Senior Full-Stack Engineer, Data platforms (GCP) H/F - IBM Client Innovation Center
Role details
Job location
Tech stack
Job description
As a Data Engineer specializing in Google's data platforms, you will design, build, and maintain data engineering solutions on Google's Cloud ecosystem. You will utilize various Google services to develop batch and real-time data pipelines, perform data migration, and design data layers.

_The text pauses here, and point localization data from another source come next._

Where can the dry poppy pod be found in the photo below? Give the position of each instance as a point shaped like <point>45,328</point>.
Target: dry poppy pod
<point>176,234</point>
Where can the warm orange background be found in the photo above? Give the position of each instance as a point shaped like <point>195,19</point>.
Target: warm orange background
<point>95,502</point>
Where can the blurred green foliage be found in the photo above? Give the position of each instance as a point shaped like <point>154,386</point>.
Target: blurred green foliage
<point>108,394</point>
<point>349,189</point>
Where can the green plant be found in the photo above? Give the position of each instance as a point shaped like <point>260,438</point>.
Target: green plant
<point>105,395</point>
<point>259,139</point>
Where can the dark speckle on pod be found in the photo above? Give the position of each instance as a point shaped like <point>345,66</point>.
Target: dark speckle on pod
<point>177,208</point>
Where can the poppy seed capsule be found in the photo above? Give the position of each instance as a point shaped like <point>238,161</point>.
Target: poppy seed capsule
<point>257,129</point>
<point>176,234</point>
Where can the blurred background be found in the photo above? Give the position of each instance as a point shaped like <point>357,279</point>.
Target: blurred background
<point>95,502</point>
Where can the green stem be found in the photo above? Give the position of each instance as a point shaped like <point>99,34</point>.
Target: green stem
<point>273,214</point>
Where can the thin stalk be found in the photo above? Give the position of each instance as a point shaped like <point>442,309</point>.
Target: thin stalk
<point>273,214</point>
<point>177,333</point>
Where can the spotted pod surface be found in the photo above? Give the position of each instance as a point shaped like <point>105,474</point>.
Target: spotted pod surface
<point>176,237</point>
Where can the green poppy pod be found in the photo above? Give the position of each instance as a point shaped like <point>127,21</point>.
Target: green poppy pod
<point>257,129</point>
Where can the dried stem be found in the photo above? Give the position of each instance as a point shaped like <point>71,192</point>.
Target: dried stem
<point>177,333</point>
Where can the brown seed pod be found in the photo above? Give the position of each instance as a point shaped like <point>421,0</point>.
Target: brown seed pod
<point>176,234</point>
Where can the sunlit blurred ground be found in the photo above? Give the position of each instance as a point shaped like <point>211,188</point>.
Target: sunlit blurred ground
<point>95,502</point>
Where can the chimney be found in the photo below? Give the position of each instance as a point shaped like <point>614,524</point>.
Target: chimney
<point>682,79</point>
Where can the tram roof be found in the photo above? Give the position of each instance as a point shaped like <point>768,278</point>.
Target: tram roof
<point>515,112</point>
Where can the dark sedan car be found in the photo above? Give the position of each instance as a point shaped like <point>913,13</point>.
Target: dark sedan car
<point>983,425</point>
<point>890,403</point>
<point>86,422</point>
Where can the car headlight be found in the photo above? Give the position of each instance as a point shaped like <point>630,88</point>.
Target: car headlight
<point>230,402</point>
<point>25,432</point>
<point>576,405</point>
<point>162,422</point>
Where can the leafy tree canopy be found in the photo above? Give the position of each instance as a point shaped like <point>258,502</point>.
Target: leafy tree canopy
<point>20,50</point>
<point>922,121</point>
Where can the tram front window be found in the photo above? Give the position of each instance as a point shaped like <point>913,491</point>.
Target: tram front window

Your primary responsibilities will include:
-
Design Data Pipelines: Design and build data engineering solutions using Google services such as DataProc, DataFlow, PubSub, BigQuery, Big Table, Cloud Spanner, CloudSQL, and AlloyDB for batch and real-time data processing.
-
Develop Data Migration: Develop and manage batch and real-time data pipelines for Data Warehouse and Datalake, ensuring efficient data migration and integration.
-
Manage Data Platform: Schedule and manage the data platform using Google Cloud Scheduler and Cloud Composer (Airflow), ensuring seamless data workflow and pipeline management.
-
Implement Data Solutions: Implement data engineering solutions using Google Cloud Storage, BigTable, BigQuery DataProc with Spark and Hadoop, Google DataFlow with Apache Beam or Python, and other open-source technologies.
-
Optimize Data Pipelines: Optimize and maintain data pipelines for efficiency, scalability, and reliability, ensuring high-quality data output.
Requirements
-
Exposure to Google Cloud Ecosystem: Familiarity with designing, building, and maintaining data engineering solutions on Google's Cloud ecosystem, including services such as Google DataProc, DataFlow, PubSub, BigQuery, Big Table, Cloud Spanner, CloudSQL, and AlloyDB.
-
Experience working with Data Pipelines: Knowledge of developing and managing batch and real-time data pipelines for Data Warehouse and Datalake, including data migration and integration.
-
Exposure to Open-Source Technologies: Familiarity with using Google Cloud Storage, BigTable, BigQuery DataProc with Spark and Hadoop, Google DataFlow with Apache Beam or Python, and other open-source technologies like Apache Airflow, dbt, Spark/Python, or Spark/Scala.
-
Experience working with Data Platform Management: Understanding of scheduling and managing the data platform using Google Cloud Scheduler and Cloud Composer (Airflow).
-
Exposure to Data Engineering Solutions: Familiarity with implementing data engineering solutions using various Google services and open-source technologies.
Preferred technical and professional experience
-
Proficiency in Apache Airflow: Experience working with Apache Airflow for scheduling and managing data pipelines is beneficial. Familiarity with Cloud Composer (Airflow) is also desirable.
-
Knowledge of dbt: Exposure to dbt and its application in data engineering solutions is advantageous.
-
Familiarity with Spark/Scala: Experience working with Spark/Scala is beneficial for developing and managing data pipelines.